Устройство садика привело ее к занятиям ботаникой. Она, правда, так и не пошла дальше умения отличить тигровую лилию от дикой розы, зато она вновь «открыла» Хью. «Ма, а что говорит лютик?» — кричал он, держа в ручонках охапку нащипанной травы, и щечки у него золотились цветочной пыльцой. Она становилась на колени и обнимала его. Она признавала, что он наполнил ее жизнь. Она вполне примирялась с ней… на один час.
Но среди ночи она просыпалась в смертельном страхе. Отодвигалась от горы одеял, которая была спящим Кенникотом. Выходила на цыпочках в ванную и рассматривала в зеркале на дверце аптечного шкафчика свое бледное лицо.
Разве она не стареет с той же неотвратимостью, с какой Вайда становится полнее и моложе?
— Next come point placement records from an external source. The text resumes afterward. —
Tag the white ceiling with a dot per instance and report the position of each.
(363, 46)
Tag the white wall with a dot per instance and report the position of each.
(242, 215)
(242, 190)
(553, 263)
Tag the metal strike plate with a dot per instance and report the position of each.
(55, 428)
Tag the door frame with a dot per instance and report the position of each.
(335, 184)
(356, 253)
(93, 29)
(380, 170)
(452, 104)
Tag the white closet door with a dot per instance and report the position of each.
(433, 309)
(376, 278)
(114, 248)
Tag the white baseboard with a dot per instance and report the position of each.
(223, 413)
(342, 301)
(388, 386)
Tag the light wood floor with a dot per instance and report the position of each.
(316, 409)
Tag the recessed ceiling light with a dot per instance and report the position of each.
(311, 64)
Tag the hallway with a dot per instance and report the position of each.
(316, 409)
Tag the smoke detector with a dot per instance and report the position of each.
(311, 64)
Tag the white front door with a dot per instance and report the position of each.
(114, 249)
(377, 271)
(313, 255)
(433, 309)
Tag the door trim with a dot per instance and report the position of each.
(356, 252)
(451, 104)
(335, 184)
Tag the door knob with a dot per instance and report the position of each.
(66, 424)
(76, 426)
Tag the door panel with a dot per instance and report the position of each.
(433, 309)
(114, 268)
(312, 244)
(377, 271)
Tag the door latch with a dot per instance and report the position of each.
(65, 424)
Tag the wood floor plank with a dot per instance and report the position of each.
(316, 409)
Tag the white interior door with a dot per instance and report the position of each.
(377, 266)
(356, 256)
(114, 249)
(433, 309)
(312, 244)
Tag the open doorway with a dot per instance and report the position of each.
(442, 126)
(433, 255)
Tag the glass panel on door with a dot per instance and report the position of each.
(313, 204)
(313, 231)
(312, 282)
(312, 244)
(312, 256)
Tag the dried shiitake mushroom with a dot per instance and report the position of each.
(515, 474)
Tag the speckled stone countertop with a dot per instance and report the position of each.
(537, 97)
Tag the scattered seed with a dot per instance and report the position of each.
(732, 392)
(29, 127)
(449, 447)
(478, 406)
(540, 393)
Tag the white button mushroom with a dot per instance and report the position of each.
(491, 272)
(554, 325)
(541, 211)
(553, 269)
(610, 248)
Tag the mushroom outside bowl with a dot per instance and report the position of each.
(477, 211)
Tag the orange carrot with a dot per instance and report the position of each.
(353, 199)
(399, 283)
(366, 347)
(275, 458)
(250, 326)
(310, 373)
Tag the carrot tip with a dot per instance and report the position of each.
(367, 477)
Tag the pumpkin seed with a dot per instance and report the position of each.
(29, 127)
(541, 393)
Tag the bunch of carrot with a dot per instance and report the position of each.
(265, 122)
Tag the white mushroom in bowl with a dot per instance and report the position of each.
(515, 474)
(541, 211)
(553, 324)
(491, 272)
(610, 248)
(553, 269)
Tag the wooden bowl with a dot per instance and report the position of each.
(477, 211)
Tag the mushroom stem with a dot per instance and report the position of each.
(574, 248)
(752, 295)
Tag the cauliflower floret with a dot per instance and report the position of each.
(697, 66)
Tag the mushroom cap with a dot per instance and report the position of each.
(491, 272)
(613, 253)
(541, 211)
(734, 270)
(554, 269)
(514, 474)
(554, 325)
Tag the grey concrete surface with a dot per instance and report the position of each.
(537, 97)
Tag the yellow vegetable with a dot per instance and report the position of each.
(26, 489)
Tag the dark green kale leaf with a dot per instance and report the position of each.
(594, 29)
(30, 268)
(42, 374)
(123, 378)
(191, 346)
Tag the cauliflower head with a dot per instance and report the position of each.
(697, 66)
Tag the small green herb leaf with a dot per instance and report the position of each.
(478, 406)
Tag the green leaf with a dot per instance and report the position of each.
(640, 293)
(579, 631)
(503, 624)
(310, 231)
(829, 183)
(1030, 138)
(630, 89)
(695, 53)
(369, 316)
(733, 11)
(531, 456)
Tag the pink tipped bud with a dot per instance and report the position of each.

Не заострился ли у нее нос? Нет ли на шее сетки морщин? Она смотрела и задыхалась. Ей было всего тридцать. Но пять лет ее замужества — разве они не пронеслись так быстро и бессмысленно, словно она проспала их под наркозом? Неужели время так и будет лететь до самой смерти?
Она стучала кулаком по холодному краю эмалированной ванны, в безмолвной ярости бунтуя против равнодушных богов:
«Я не согласна! Я не могу с этим примириться! Все они лгут — и Вайда, и Уил, и тетушка Бесси, когда говорят, что я должна удовлетвориться Хью, благоустроенным домом и тем, что посадила семь настурций в станционном садике! Я — это я! Когда я умру, мир перестанет существовать для меня. Я — это я! Я не согласна отдать другим море и башни из слоновой кости. Я хочу их сама. К черту Вайду! К черту их всех! Неужели они заставят меня поверить, что в картошке на витрине у Хоуленда и Гулда достаточно красоты и оригинальности?»
ГЛАВА ДВАДЦАТЬ ТРЕТЬЯ
Когда Америка вступила в великую европейскую войну, Вайда послала Рэйми в офицерский учебный лагерь. Это было меньше чем через год после их свадьбы. Рэйми был старателен и довольно вынослив. Он был произведен в пехотные лейтенанты и одним из первых отправлен за границу.